Direktur PT TRFX Garuda Berjangka, Ibrahim menyebut IMF menurunkan perkiraan pertumbuhan ekonomi global tahun ini menjadi 3,3 persen dari 3,4 persen pada bulan Oktober 2019.

“Perkiraan ekonomi untuk Amerika Serikat dan kawasan Eropa keduanya direvisi turun dengan nilai yang sama. Kemudian IMF juga memangkas perkiraan untuk 2021 sebesar 0,2 persen menjadi 3,4 persen,” kata Ibrahim.

Sementara dari faktor internal, euforia pasar tentang rapat dewan gubernur Bank Indonesia di 22-23 Januari 2020 meredup setelah wacana Bank Indonesia akan menurunkan suku bunga.

“Walaupun banyak pengamat yang mengatakan Bank Indonesia masih akan tetap mempertahankan suku bunga acuan di 5 persen, ada pula pengamat yang memproyeksikan Bank Indonesia akan kembali menurunkan suku bunga sebesar 25 persen menjadi 4,75 persen,” jelasnya.

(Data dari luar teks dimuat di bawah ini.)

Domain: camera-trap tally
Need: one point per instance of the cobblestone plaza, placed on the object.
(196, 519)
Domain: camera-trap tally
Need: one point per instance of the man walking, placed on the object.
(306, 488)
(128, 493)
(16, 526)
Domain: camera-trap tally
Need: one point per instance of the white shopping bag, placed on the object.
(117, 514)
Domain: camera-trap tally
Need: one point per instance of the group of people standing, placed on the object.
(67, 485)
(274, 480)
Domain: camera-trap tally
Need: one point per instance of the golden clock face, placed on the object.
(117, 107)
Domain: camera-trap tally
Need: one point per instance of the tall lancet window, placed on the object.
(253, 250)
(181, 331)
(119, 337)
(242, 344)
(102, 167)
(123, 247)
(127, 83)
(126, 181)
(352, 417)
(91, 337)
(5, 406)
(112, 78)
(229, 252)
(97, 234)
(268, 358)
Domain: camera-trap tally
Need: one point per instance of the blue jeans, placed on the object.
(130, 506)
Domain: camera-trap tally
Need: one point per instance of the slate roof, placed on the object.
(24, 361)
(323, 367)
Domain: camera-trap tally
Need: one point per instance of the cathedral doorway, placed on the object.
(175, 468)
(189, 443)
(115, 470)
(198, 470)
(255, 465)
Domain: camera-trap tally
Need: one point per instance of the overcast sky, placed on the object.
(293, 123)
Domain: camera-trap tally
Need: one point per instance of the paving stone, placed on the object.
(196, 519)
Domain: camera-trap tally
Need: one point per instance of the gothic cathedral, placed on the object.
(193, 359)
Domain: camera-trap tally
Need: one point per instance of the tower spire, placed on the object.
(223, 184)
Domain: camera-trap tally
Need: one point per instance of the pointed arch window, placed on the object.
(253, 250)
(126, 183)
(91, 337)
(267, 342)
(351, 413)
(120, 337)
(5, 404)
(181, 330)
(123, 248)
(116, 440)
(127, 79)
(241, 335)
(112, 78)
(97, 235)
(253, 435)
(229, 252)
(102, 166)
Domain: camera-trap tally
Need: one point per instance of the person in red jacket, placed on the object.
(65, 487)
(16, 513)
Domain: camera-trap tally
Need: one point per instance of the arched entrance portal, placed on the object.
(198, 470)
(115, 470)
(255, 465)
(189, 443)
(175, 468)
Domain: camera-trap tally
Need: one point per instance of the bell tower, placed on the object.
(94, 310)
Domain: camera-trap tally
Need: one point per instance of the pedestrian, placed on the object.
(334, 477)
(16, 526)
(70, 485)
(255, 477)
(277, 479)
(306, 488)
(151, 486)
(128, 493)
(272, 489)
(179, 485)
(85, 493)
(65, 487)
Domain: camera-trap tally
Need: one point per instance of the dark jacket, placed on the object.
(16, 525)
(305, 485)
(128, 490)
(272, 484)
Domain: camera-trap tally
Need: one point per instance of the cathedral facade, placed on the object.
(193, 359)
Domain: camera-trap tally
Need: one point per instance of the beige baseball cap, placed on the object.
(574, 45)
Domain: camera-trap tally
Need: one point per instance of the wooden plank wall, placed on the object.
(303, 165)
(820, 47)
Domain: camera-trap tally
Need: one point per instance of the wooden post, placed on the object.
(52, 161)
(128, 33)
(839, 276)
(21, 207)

Di sisi lain pernyataan presiden Jokowi, penguatan rupiah yang begitu cepat akan berpengaruh terhadap neraca perdagangan Indonesia terutama ekspor, sehingga mendapat respon negatif oleh pasar. “Wajar kalau rupiah dalam penutupan di sore ini melemah cukup tajam,” tegasnya.